Adapted from a recent online discussion.
More from a married commuter who falls hard for her new boss
Soul mate again: I keep considering saying to my boss, "Hey, I know we've bonded, but I'm never going to have an affair."
It's a tricky thing to do, and he might deny he's ever been flirtatious. But, I really do want to keep him as a friend as soon as I can get the hormones to die down. Have you ever seen this work?
Carolyn: Please don't tell him that, and not because it's "tricky."
When the boat is sinking, you don't run around grabbing trinkets — just get to the lifeboat. If you wind up friends someday, swell, but trying to achieve that now is just another way you've rationalized staying close to him. Overrule that voice.
Re: Soul mate
Anonymous 2: You do realize he farts in bed, blows his nose on his socks, and has a thoroughly boring life? The infatuation will wear off.
She needs to be in the same ZIP code as her husband to stave off the loneliness/temptation, and the rest will go away on its own.

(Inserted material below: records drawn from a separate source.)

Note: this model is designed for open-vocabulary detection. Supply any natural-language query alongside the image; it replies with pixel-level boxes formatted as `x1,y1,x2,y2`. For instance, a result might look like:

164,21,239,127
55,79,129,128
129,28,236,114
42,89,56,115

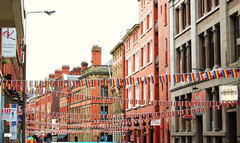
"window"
134,50,139,71
101,86,108,97
149,82,153,100
140,17,146,36
141,44,146,67
135,85,140,106
128,58,131,76
164,4,167,24
147,9,152,30
176,9,181,34
234,16,240,61
200,0,205,17
147,38,153,63
100,106,108,120
143,82,147,105
128,88,132,108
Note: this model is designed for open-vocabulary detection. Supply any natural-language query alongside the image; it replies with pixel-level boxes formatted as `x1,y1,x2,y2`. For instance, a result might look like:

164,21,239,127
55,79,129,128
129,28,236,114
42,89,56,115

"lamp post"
22,10,56,143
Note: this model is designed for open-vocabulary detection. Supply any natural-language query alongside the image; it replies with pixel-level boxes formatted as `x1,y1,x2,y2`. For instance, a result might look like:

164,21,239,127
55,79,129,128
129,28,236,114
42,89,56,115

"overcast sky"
24,0,139,80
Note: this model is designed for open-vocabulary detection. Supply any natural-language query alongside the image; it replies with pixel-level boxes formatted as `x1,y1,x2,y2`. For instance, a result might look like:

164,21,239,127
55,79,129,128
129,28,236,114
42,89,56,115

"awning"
57,134,67,139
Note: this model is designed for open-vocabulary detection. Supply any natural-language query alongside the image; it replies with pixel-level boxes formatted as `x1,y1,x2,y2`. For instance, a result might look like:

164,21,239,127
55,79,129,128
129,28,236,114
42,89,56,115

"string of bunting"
11,84,240,107
19,101,238,123
26,120,149,130
26,101,233,130
0,68,240,89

Carolyn: All good — though blowing his nose on his socks? I've missed that bit of domestic thrill-seeking, apparently.
Re: Soul mate
Anonymous 3: Heh. I found "my new best friend" when I relocated. MNBF was married with a child; hubby and I have none. It quickly became an emotional, and somewhat physical, affair. I've long since ended it, but it took work, and could have destroyed my marriage (I came clean on my own). MNBF is still with his wife, whom he's cheated on before. I realized I didn't like some things about MNBF; there was a weakness of character I could not get past, and I had to sink pretty low myself to see it. Don't go there. I have to deal with the self-loathing daily.
Carolyn: Thanks, hope it resonates.
Soul mate again: I'm trying to find the flaws. I keep trying to meet his wife, because knowing her will really help me feel better about both of us actually having our real soul mates nearby.
I think so much of it just comes from not coming home and being normal — instead, I'm left at work trying not to focus on my boss, when no one else in our office realizes how close we are (large department and we're trying to make sure I'm not seen as a favorite). Stupid teenage hormones are supposed to go away when you're not a teen anymore — how long until they fade away this time?
Carolyn: You said (recently) the wife is "fine with our being friends." You know this, how?
I'm going to risk redundant redundancy and say you're doing the one thing that guarantees deeper trouble: kidding yourself. You're looking for ways to get closer to him under the pretext of solving the problem.
Don't get to know his wife, don't socialize with him, don't pretend you're friends. Or "soul mates" — you don't know him well enough yet. Don't think you've fooled anyone in your office, either.
Work, go home, call husband. Don't loiter in Bossland just because your husband is away.
Stupid hormones are timeless; don't underestimate their power.